What the AFR is yet to pick up on, and Greg Hunt and his cohorts don’t care to admit, is that the switch to large-scale solar is a temporary move aimed at avoiding the penalties set by the LRET, until such time as the politics become totally toxic; and who ever is in power is forced to scrap the most ridiculously costly and pointless policy in the history of the Commonwealth.

Willing to be accused of stating the bleeding obvious, electricity retailers aren’t in the business of NOT selling power; they’re in the business of selling power, at a profitable margin, to as many customers as possible.

The ONLY reason that they display an ‘interest’ in renewable power at all, is the need to obtain renewable energy certificates, in order to avoid a whopping $65 per MWh Federally mandated fine for every MWh the retailer falls short of the mandatory LRET target (the fine dwarfs the average wholesale price of $35 per MWh).

The rush to carpet northern NSW and southern Queensland in solar panels is all about obtaining RECs to avoid fines that will add up to more than $21 billion over the life of the LRET:

What Kills the Australian Wind Industry: A $45 Billion Federal Power Tax

The cost of the fines and purchasing RECs – which themselves will add a further $23 billion to Australian power bills – will all be passed on to power consumers, tens of thousands of whom can’t afford power, right now:

Victoria’s Wind Rush sees 34,000 Households Chopped from the Power Grid

Casualties of South Australia’s Wind Power Debacle Mount: Thousands Can’t Afford Power

In Australia’s economically dismal wind power capital, South Australia, already thousands of manufacturing and mineral processing jobs hang in the balance – due to an unstable grid and skyrocketing power prices:

The Cost of Wind Power: Killing Jobs and Crushing Families – SA’s Biggest Smelter Under Threat with 750 Jobs at Risk

With more than $45 billion in REC Tax and fines to be collected from here, as the LRET starts to bite in the next two or three years, power prices are set to double: an outcome that is pure political poison; and will ultimately result in the LRET being scrapped. Any policy which is both economically and politically unsustainable will fail.

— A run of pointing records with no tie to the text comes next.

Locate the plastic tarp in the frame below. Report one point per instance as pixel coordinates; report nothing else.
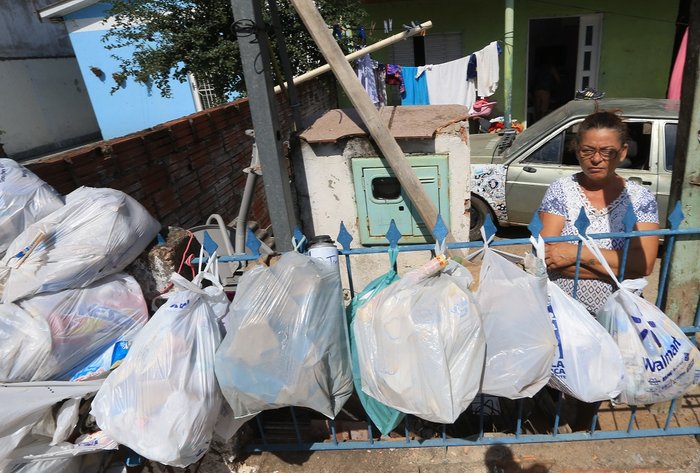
(97, 233)
(385, 418)
(420, 343)
(287, 341)
(53, 336)
(163, 401)
(24, 199)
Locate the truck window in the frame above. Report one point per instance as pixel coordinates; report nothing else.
(549, 153)
(638, 146)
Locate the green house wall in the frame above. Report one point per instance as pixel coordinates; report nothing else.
(636, 43)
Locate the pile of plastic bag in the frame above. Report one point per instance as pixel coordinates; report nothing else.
(68, 314)
(24, 199)
(163, 401)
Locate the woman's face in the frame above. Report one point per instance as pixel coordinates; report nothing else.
(600, 152)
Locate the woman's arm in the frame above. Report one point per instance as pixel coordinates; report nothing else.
(562, 256)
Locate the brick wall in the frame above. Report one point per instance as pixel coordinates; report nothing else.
(184, 170)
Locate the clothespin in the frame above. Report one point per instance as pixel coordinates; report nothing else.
(362, 34)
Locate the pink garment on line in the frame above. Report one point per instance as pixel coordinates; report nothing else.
(674, 86)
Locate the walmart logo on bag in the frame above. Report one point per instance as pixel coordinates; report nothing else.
(664, 360)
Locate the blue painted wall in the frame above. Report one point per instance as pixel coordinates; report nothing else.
(134, 106)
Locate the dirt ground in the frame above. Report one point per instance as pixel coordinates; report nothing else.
(653, 455)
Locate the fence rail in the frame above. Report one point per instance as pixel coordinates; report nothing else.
(292, 429)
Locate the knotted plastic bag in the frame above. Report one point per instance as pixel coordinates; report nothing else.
(97, 233)
(520, 342)
(287, 341)
(24, 199)
(588, 365)
(163, 401)
(420, 345)
(384, 417)
(660, 362)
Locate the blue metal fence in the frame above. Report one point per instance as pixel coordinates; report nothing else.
(289, 429)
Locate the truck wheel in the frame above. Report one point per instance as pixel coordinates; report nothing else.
(477, 217)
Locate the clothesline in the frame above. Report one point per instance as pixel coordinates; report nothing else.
(454, 82)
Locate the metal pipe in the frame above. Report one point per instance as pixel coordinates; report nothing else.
(242, 219)
(366, 50)
(508, 64)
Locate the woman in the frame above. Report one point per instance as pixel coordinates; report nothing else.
(601, 145)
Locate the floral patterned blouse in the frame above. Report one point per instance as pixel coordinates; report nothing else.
(565, 197)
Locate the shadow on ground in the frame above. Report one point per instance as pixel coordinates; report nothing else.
(500, 459)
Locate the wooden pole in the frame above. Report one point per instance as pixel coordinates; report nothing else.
(681, 303)
(365, 108)
(367, 50)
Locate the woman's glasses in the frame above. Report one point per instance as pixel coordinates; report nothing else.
(605, 153)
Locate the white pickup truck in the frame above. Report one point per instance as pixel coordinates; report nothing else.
(510, 174)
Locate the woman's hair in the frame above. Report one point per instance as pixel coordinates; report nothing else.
(603, 119)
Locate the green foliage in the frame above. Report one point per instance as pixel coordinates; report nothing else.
(173, 38)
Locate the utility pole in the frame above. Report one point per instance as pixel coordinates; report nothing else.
(684, 277)
(255, 57)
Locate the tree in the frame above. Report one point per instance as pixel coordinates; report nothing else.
(173, 38)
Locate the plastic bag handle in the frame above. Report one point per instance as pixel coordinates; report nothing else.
(593, 248)
(539, 246)
(393, 256)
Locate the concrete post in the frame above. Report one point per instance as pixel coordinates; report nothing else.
(255, 58)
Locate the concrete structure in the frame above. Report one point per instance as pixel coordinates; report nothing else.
(135, 106)
(45, 105)
(329, 196)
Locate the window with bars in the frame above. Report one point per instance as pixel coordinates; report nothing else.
(207, 97)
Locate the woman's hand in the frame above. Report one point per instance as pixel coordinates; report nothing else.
(560, 255)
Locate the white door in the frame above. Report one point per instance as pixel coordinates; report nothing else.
(589, 34)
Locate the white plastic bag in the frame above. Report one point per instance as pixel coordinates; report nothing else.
(520, 341)
(53, 336)
(97, 233)
(24, 405)
(287, 341)
(25, 341)
(420, 344)
(163, 400)
(660, 362)
(588, 365)
(24, 199)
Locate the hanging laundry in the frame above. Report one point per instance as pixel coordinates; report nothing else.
(674, 87)
(365, 72)
(394, 76)
(380, 80)
(447, 83)
(471, 67)
(416, 86)
(487, 70)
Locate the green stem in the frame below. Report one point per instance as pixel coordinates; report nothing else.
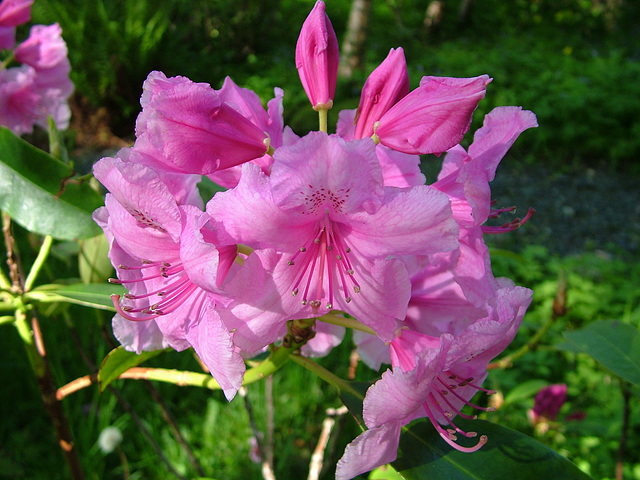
(7, 61)
(326, 375)
(185, 378)
(323, 117)
(346, 322)
(45, 248)
(5, 284)
(28, 339)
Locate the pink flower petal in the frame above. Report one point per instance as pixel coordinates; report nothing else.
(317, 57)
(434, 117)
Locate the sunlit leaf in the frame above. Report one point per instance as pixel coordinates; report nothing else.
(508, 455)
(386, 472)
(614, 344)
(119, 361)
(38, 192)
(96, 295)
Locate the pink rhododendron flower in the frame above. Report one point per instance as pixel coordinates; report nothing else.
(386, 85)
(19, 99)
(187, 128)
(432, 118)
(340, 229)
(317, 58)
(166, 257)
(432, 377)
(12, 14)
(548, 403)
(398, 169)
(41, 86)
(333, 228)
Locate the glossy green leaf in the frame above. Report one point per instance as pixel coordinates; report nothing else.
(38, 192)
(386, 472)
(508, 455)
(96, 295)
(354, 402)
(614, 344)
(119, 361)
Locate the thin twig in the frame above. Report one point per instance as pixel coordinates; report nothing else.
(558, 309)
(145, 431)
(33, 342)
(166, 415)
(267, 470)
(89, 379)
(626, 415)
(315, 467)
(268, 447)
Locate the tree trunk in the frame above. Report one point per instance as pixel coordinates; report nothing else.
(353, 45)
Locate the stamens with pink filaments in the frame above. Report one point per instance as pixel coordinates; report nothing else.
(171, 295)
(449, 434)
(437, 399)
(509, 226)
(326, 250)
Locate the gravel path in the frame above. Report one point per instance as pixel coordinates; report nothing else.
(583, 210)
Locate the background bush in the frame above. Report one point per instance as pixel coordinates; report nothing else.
(573, 62)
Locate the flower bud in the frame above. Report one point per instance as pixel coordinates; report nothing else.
(432, 118)
(386, 85)
(317, 57)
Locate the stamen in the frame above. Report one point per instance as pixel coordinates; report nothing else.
(451, 388)
(449, 435)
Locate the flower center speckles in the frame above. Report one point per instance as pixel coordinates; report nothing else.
(320, 199)
(145, 220)
(441, 400)
(166, 286)
(325, 255)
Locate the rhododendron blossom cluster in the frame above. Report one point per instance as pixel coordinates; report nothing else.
(40, 87)
(324, 227)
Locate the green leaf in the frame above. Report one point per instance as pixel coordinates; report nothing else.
(524, 391)
(93, 262)
(614, 344)
(508, 455)
(38, 192)
(354, 402)
(96, 295)
(386, 472)
(119, 361)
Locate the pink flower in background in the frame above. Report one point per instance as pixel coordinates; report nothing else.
(547, 403)
(40, 87)
(317, 58)
(12, 14)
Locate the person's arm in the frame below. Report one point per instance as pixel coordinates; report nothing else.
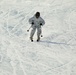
(31, 21)
(42, 22)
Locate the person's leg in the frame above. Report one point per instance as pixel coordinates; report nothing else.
(32, 33)
(38, 33)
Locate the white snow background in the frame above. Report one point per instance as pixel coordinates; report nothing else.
(55, 54)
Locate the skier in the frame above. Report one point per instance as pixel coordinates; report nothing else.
(36, 22)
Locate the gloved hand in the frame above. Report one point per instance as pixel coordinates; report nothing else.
(32, 23)
(40, 24)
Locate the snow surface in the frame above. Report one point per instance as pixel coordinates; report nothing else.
(55, 54)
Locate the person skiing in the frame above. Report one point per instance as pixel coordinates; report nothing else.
(36, 22)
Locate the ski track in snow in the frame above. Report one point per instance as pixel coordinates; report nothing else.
(55, 54)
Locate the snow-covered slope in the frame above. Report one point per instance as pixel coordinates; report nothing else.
(55, 54)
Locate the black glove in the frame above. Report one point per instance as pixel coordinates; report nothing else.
(32, 23)
(40, 24)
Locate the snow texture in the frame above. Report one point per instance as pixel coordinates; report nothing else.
(55, 54)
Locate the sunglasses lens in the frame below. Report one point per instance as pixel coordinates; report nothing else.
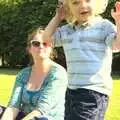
(36, 43)
(45, 44)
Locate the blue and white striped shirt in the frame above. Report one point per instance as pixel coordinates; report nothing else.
(88, 51)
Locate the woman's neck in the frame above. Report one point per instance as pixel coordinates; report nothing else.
(43, 65)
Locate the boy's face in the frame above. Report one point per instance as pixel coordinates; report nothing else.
(82, 10)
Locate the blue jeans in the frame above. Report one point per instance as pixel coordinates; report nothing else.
(84, 104)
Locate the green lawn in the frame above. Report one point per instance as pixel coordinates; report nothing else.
(7, 78)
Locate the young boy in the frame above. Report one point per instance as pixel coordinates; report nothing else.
(88, 41)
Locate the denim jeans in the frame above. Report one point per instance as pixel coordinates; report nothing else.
(84, 104)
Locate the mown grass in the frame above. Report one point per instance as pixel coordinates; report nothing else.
(7, 78)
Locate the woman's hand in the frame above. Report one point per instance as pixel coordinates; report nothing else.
(116, 14)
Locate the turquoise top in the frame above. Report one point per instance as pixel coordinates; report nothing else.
(49, 99)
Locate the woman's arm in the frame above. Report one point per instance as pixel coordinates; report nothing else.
(31, 115)
(15, 101)
(10, 113)
(53, 92)
(116, 16)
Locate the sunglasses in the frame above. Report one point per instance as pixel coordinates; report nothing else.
(38, 44)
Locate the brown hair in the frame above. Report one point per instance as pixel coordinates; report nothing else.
(31, 35)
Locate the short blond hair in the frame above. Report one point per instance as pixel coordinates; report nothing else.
(100, 6)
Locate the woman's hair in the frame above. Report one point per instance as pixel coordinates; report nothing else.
(31, 35)
(100, 6)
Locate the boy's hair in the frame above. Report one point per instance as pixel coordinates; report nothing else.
(32, 33)
(100, 6)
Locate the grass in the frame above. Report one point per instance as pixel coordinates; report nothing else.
(7, 78)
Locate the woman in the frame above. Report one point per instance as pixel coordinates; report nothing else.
(39, 89)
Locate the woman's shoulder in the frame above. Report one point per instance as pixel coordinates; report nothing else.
(23, 74)
(25, 70)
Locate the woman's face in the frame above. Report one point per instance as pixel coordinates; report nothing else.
(38, 48)
(81, 10)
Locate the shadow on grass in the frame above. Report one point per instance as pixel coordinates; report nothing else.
(6, 71)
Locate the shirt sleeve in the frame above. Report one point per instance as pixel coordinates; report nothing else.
(111, 33)
(54, 92)
(15, 100)
(57, 38)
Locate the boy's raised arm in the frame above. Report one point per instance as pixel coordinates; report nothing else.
(53, 24)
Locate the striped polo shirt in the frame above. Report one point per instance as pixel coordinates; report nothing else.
(88, 51)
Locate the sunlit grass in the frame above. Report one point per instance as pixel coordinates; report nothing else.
(7, 78)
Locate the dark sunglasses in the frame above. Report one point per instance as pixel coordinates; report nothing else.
(37, 44)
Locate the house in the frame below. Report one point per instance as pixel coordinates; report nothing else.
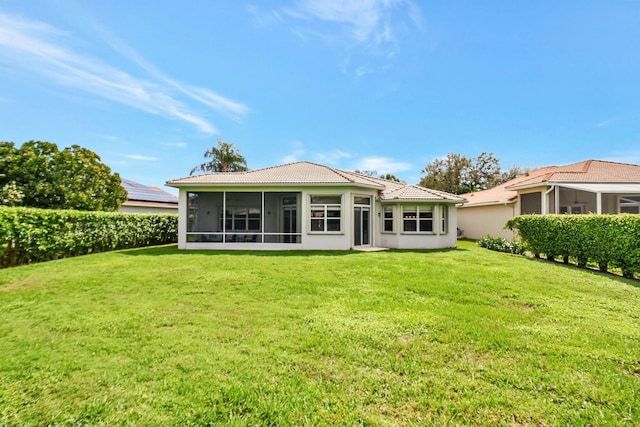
(145, 199)
(306, 205)
(590, 186)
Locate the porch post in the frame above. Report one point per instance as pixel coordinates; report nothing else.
(224, 217)
(262, 220)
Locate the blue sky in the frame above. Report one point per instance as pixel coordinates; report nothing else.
(385, 85)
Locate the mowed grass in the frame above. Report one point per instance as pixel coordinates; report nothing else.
(468, 336)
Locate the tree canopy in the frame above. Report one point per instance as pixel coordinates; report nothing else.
(224, 158)
(460, 174)
(40, 175)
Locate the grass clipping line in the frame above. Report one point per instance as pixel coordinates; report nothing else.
(157, 336)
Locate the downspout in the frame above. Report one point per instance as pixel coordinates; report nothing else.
(545, 205)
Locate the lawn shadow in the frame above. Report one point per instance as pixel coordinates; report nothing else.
(594, 270)
(173, 250)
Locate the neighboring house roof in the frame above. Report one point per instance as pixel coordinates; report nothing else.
(143, 193)
(588, 171)
(594, 172)
(308, 173)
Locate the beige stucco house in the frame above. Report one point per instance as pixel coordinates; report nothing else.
(591, 186)
(305, 205)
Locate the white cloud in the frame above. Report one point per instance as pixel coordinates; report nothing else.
(140, 157)
(175, 144)
(330, 157)
(369, 27)
(38, 48)
(607, 122)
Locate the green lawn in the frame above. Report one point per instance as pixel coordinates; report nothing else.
(467, 336)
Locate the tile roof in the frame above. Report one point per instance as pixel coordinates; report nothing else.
(144, 193)
(588, 171)
(313, 173)
(593, 171)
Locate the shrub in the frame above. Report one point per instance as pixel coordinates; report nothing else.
(606, 240)
(501, 245)
(30, 235)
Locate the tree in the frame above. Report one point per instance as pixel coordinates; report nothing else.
(224, 158)
(39, 175)
(447, 174)
(460, 174)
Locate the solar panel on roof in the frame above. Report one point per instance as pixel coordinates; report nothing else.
(145, 193)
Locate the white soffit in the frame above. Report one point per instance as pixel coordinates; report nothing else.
(604, 188)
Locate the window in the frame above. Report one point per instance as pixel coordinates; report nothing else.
(417, 219)
(242, 219)
(326, 214)
(362, 200)
(443, 216)
(630, 204)
(387, 221)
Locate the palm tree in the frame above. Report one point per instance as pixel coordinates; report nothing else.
(224, 158)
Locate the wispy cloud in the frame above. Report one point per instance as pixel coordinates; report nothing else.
(140, 157)
(343, 159)
(608, 122)
(38, 48)
(175, 144)
(361, 28)
(329, 157)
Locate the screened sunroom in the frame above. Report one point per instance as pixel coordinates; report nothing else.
(243, 217)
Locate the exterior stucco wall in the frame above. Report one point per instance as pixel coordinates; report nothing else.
(400, 240)
(479, 221)
(343, 240)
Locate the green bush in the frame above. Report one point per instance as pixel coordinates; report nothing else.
(29, 235)
(607, 240)
(501, 245)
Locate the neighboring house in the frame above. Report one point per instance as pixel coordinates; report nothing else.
(145, 199)
(310, 206)
(591, 186)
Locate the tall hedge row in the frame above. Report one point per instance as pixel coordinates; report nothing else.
(607, 240)
(30, 235)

And that is one of the very strong factors, that’s turning the big retailers into ‘Sun-worshippers’. However, STT hears that the planned rollout of panels is designed as a temporary measure. When the LRET is inevitably scrapped in a few years time, the retailers plan to pack up the panels; and sell them to households, to be stuck on homes all over suburban Australia.

solar racks
Like the LRET: here today and gone tomorrow.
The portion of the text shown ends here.